- Born: Lynn Faith Gladden 30 July 1961 (age 65)
- Citizenship: British
- Education: Heathfield School, Pinner University of Bristol (BSc); University of Oxford (PGCE); University of Cambridge (PhD);
- Awards: Beilby Medal and Prize (1995); Tilden Prize (2001); Royal Society Bakerian Medal (2014); Top 50 Influential Women in Engineering (2016);
- Scientific career
- Fields: Chemical engineering; Magnetic resonance imaging;
- Workplaces: EPSRC; University of Cambridge; University of California, Berkeley; British Land;
- Thesis: Structural studies of inorganic glasses (1987)
- Website: www.ceb.cam.ac.uk/directory/lynn-gladden

= Lynn Gladden =

British chemical engineer

Dame Lynn Faith Gladden (born 30 July 1961) is the Shell Professor of Chemical Engineering at the University of Cambridge. She served as pro-vice-chancellor for research from 2010 to 2016.

Gladden was elected a member of the National Academy of Engineering in 2015 for contributions to chemical reactor engineering through the uniquely specific application of magnetic resonance imaging.

From October 2018 to June 2023, she was the executive chair at the EPSRC.

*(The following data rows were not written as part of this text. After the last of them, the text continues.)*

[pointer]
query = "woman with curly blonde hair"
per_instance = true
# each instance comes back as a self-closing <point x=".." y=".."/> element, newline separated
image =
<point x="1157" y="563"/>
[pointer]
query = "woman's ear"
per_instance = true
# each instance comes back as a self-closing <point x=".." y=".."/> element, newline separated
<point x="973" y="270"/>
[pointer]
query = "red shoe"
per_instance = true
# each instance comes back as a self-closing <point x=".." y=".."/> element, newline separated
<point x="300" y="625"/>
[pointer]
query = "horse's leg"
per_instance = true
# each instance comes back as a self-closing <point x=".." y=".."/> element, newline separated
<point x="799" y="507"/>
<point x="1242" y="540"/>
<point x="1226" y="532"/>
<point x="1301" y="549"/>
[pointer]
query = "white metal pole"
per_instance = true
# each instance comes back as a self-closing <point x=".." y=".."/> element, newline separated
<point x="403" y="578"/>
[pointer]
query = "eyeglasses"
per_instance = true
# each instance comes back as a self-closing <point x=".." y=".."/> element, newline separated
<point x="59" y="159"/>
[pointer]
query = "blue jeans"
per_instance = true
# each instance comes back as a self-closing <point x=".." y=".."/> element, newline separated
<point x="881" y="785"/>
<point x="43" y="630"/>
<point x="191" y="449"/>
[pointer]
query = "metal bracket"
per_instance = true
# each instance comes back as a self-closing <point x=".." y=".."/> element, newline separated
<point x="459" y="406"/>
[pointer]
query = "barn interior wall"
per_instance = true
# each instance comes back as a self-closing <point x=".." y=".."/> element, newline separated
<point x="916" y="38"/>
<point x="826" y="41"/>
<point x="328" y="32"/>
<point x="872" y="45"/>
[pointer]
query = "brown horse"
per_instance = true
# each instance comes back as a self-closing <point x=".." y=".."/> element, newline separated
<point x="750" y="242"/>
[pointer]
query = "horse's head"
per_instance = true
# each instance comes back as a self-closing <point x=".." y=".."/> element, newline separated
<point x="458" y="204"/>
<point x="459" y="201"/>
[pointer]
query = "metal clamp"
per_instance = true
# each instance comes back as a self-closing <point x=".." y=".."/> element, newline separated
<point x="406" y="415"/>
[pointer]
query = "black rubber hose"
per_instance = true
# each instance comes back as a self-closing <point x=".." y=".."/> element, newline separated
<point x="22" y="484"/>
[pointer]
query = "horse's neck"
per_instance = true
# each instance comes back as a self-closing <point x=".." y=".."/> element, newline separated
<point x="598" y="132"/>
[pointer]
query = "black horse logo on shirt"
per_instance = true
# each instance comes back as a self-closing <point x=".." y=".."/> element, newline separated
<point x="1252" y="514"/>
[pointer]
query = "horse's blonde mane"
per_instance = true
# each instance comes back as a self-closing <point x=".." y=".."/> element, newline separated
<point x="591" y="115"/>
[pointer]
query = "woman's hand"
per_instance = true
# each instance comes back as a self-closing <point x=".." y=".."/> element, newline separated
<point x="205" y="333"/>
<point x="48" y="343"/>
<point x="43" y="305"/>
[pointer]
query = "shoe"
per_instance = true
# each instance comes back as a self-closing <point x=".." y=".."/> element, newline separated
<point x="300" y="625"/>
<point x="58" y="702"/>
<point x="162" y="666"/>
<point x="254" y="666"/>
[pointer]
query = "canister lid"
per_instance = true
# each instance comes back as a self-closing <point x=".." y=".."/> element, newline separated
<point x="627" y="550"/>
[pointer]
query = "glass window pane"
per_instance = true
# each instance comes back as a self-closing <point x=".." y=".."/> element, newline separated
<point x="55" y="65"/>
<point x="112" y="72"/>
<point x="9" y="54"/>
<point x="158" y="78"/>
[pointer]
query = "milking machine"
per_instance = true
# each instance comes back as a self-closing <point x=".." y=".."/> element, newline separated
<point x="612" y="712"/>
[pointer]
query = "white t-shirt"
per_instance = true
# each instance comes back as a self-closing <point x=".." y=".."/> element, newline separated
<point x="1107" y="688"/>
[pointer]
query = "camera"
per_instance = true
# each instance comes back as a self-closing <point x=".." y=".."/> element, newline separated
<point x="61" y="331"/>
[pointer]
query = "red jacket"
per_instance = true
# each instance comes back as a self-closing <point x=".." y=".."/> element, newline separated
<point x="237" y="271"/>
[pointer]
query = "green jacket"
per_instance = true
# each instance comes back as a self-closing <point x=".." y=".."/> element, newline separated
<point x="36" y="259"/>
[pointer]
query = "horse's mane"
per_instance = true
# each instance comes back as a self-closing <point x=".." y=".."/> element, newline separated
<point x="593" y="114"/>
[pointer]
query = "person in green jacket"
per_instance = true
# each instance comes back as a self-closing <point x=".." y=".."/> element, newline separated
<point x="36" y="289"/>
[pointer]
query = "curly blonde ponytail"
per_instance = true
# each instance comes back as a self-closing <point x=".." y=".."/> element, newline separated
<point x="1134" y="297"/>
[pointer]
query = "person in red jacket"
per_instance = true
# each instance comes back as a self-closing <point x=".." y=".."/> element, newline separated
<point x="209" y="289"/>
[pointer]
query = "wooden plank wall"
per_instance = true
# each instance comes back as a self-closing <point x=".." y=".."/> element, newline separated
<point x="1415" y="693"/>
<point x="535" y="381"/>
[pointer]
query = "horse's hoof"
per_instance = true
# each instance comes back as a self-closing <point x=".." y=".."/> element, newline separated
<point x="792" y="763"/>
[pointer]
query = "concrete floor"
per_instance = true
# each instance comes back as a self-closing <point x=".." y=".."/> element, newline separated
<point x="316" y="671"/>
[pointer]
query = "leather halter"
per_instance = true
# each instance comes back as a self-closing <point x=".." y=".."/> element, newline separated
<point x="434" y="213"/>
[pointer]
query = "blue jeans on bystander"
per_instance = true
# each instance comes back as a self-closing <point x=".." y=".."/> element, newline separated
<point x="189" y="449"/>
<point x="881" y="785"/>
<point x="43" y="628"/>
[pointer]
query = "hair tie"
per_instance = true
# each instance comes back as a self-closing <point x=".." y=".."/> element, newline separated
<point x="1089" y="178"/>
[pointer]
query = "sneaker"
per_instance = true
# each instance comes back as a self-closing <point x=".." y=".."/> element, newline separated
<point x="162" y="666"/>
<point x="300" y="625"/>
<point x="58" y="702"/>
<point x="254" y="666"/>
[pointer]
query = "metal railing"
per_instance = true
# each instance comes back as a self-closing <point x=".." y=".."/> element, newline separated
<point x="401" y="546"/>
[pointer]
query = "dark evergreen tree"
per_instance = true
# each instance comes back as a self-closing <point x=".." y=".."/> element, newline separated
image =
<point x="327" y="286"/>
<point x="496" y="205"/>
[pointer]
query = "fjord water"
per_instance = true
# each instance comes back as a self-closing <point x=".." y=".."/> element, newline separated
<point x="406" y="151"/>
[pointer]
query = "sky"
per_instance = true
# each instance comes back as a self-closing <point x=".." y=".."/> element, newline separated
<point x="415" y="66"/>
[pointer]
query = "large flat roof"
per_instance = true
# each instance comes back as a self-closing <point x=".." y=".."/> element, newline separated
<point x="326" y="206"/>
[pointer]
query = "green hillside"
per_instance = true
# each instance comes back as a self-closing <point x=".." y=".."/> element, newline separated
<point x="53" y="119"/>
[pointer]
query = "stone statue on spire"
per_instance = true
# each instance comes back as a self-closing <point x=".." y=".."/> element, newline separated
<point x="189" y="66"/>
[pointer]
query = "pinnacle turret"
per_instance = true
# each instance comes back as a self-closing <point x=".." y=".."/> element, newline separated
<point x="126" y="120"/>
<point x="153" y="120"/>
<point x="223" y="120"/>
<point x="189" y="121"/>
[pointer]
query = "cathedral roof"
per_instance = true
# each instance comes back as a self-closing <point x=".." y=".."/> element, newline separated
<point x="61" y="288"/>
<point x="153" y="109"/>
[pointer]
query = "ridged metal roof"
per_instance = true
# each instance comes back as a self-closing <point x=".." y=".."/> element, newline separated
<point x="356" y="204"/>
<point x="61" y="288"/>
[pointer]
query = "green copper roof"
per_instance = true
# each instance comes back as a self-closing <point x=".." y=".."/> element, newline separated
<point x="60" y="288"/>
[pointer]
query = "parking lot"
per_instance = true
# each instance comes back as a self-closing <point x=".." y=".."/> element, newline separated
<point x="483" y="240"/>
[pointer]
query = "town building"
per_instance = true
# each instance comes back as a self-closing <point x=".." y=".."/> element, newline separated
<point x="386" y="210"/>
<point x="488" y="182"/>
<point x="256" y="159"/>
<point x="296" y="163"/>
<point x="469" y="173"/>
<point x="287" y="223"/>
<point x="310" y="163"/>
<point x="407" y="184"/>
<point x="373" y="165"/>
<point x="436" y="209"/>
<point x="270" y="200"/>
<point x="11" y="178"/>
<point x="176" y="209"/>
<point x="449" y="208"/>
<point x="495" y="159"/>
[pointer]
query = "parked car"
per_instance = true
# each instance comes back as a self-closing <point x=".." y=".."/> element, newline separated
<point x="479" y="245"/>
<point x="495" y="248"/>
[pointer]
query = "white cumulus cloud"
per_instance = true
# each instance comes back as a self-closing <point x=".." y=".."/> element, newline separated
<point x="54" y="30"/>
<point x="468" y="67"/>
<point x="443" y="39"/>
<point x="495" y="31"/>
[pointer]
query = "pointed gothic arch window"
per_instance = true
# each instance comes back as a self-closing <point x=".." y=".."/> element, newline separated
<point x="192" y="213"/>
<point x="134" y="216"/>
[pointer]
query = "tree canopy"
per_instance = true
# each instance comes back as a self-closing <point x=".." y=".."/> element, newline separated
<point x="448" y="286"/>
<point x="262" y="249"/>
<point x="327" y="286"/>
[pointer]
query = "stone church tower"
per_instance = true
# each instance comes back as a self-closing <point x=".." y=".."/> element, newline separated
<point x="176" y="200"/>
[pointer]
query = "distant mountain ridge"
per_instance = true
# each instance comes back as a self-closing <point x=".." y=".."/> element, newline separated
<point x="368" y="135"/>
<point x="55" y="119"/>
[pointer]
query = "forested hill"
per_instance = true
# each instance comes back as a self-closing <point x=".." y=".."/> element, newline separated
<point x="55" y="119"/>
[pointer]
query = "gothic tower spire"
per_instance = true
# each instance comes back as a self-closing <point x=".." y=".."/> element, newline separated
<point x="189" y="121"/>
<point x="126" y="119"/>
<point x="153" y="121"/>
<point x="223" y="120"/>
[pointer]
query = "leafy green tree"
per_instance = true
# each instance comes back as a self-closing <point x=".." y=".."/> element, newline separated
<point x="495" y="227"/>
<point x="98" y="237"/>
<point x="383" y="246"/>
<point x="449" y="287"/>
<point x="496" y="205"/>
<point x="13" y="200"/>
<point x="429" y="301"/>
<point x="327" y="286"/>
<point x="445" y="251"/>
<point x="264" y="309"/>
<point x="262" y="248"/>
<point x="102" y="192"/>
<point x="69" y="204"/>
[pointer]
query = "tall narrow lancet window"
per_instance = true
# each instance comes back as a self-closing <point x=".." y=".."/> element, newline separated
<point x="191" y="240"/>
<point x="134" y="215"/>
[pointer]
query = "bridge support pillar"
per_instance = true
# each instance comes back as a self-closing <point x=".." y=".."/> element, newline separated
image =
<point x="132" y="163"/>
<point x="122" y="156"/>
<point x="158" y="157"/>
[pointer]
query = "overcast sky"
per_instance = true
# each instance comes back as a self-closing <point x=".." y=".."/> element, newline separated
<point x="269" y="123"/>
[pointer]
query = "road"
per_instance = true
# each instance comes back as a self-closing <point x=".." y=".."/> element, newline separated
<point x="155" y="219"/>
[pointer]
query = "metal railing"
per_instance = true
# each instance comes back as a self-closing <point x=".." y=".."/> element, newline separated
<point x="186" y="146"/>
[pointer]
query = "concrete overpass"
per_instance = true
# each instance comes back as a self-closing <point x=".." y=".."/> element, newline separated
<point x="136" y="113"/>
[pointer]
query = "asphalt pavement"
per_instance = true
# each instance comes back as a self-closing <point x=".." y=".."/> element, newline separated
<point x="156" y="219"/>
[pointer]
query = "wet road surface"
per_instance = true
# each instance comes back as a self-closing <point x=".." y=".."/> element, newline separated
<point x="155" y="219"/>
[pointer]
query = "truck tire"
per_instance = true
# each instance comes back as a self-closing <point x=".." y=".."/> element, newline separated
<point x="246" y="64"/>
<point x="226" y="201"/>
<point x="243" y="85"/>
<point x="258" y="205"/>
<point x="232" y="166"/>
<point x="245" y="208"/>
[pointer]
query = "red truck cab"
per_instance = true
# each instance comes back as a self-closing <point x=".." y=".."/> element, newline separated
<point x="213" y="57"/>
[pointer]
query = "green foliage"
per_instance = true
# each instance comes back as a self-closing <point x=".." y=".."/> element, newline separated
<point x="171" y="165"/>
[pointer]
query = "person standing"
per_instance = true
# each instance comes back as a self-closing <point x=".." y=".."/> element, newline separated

==Early life and education==
Gladden was born on 30 July 1961. Her father is John Montague Gladden and her mother is Sheila Faith Deverell. Gladden was educated at the Heathfield School in Harrow. She obtained a Bachelor of Science (BSc) degree in Chemical Physics at the University of Bristol in 1982, and afterwards moved to Trinity College, Cambridge, where she gained a PhD degree in physical chemistry in 1987. She also holds a Postgraduate Certificate in Education (PGCE) in Physics from the University of Oxford.

==Career and research==
Gladden began her career as a lecturer at the University of Cambridge from 1987 to 1991. She was appointed reader in 1995, serving until 1999 when she was promoted to professor. She was head of the Department of Chemical Engineering and Biotechnology, University of Cambridge until 1 October 2010. She was also a pro-vice-chancellor from January 2010 to January 2016, and has been a Fellow of Trinity College, Cambridge since 1999.

Gladden is the lead researcher at the university's magnetic resonance research centre (MRRC). She is chair of the judging panel for the Queen Elizabeth Prize for Engineering. Gladden was appointed as a non-executive director of British Land in March 2015.

===Honours and awards===
She is a Chartered Chemist, a Chartered Engineer, a Fellow of the Institution of Chemical Engineers, a Fellow of the Institute of Physics (FInstP) and a Fellow of the Royal Society of Chemistry (FRSC).

Gladden was appointed Dame Commander of the Order of the British Empire (DBE) in the 2020 New Year Honours for services to academic and industrial research in chemical engineering.